Liu, the former chief financial officer of Guild Concepts Ltd., a White Plains marketing company, has served time in federal prison for embezzling and misappropriating funds from an employee pension plan. And over the past 15 years the IRS has assessed him for millions of dollars in taxes and penalties, most of which appear to have been paid off.
The current case concerns unpaid taxes on income in 2009, the year he was released from prison. Liu, according to the complaint, underreported his income by $88,159. In 2012, the IRS assessed $38,948 in taxes and penalties.
The tax bite has grown to more than $70,295, but despite demands by the IRS, Liu and Chan-Liu, his wife, have allegedly neglected or refused to pay off the debt.
The feds’ proposed remedy is to compel the sale of a 3-bedroom condominium in Elmhurst, Queens that the couple bought in 1999 and rent to a son. The property is worth about $425,000, according to the complaint, and has a mortgage balance of $106,404.
The government is asking the court to declare that Liu’s interest in the property is subject to a valid federal tax lien, direct any current occupant to leave the property, order the condo to be sold by the U.S. Marshal, and apply Liu’s share of the proceeds to the tax debt.
Attempts to find contract information for the couple, to ask for their side of the story, failed.
Liu’s tax troubles appear to stem from the Guild Concepts embezzlement.
From 1998 through 2003, Liu didn’t deposit more than $351,000 in contributions to the pension plan, according to court records, and in 2003 he made unauthorized withdrawals of more than $996,000. In all, he deprived 52 employees of nearly $1.35 million in pension benefits.
Liu had emigrated as a child from Hong Kong, where the family had maintained a middle-class lifestyle in China, according to a 2005 sentencing memo by his attorney. But in the U.S. his parents struggled, and the family atmosphere was poisonous and abusive.

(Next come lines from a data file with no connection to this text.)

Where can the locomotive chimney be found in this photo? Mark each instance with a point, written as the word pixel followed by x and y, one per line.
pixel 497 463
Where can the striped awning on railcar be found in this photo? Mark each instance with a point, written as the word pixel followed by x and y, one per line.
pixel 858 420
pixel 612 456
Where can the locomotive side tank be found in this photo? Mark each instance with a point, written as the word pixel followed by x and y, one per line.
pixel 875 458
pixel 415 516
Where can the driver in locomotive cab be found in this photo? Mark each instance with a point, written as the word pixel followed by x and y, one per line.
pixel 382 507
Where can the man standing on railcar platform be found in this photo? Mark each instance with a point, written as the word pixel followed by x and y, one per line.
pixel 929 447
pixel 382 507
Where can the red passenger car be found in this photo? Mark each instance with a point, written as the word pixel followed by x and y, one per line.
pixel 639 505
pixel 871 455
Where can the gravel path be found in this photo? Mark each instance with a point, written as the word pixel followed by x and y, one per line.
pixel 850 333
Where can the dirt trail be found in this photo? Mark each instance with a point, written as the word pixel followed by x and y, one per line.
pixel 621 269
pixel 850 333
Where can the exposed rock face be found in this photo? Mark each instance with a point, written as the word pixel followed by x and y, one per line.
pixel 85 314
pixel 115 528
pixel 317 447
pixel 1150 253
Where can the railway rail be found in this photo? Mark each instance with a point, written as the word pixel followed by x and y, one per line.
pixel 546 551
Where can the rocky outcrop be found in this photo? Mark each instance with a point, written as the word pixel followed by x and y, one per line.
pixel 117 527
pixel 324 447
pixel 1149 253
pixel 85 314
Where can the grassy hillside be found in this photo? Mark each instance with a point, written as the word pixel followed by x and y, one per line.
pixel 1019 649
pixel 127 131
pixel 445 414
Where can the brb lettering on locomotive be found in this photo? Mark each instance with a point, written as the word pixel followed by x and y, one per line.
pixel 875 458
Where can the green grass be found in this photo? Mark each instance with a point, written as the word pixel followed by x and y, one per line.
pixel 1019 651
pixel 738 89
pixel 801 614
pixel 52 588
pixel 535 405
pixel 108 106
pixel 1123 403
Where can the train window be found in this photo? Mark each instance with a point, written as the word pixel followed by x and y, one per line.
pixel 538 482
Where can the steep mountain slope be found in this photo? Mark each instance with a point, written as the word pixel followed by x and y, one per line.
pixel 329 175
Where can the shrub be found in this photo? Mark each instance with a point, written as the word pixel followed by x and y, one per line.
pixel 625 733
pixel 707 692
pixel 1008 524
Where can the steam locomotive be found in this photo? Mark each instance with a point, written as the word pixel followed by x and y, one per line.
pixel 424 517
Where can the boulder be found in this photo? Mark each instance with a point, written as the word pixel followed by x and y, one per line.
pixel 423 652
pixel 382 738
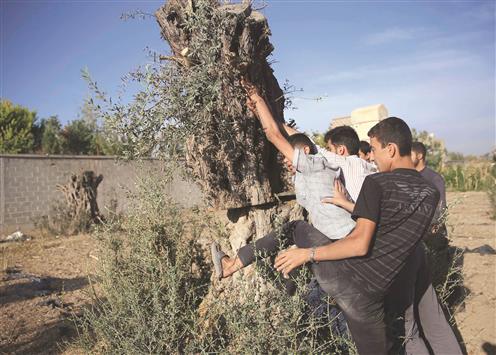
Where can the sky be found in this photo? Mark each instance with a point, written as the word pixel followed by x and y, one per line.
pixel 431 63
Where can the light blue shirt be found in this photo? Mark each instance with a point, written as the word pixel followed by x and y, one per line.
pixel 314 180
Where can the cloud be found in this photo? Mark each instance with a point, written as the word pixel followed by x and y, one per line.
pixel 392 35
pixel 425 62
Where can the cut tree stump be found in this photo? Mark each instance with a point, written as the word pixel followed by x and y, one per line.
pixel 81 201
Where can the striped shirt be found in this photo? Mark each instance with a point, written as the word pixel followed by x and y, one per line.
pixel 402 204
pixel 354 170
pixel 313 181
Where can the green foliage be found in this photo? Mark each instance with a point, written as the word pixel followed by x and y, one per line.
pixel 148 292
pixel 151 296
pixel 16 124
pixel 177 100
pixel 479 176
pixel 52 141
pixel 318 138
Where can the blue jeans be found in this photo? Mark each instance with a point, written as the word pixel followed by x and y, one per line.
pixel 363 311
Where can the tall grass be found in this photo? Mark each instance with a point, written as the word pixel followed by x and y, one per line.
pixel 477 176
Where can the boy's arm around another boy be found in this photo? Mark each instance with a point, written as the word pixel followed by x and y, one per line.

Liu diverted pension funds to cover Guild Concepts payroll taxes and operating costs, according to his lawyer. But he also gambled to escape stress. From 2002 through 2004, for example, he lost $454,105 gambling at Mohegan sun Casino in Uncasville, Connecticut.
In 2004, he pleaded guilty to theft from the pension plan and to issuing fraudulent quarterly reports. In 2005 he was sentenced to 57 months in prison.
In 2007, the IRS assessed Liu for more than $1.3 million for failure to collect employment taxes. By January 2020, the debt had been reduced to about $436,000.
In 2019, he was assessed more than $2.1 million for employee benefit plan excise taxes. Last year, the IRS released that tax lien.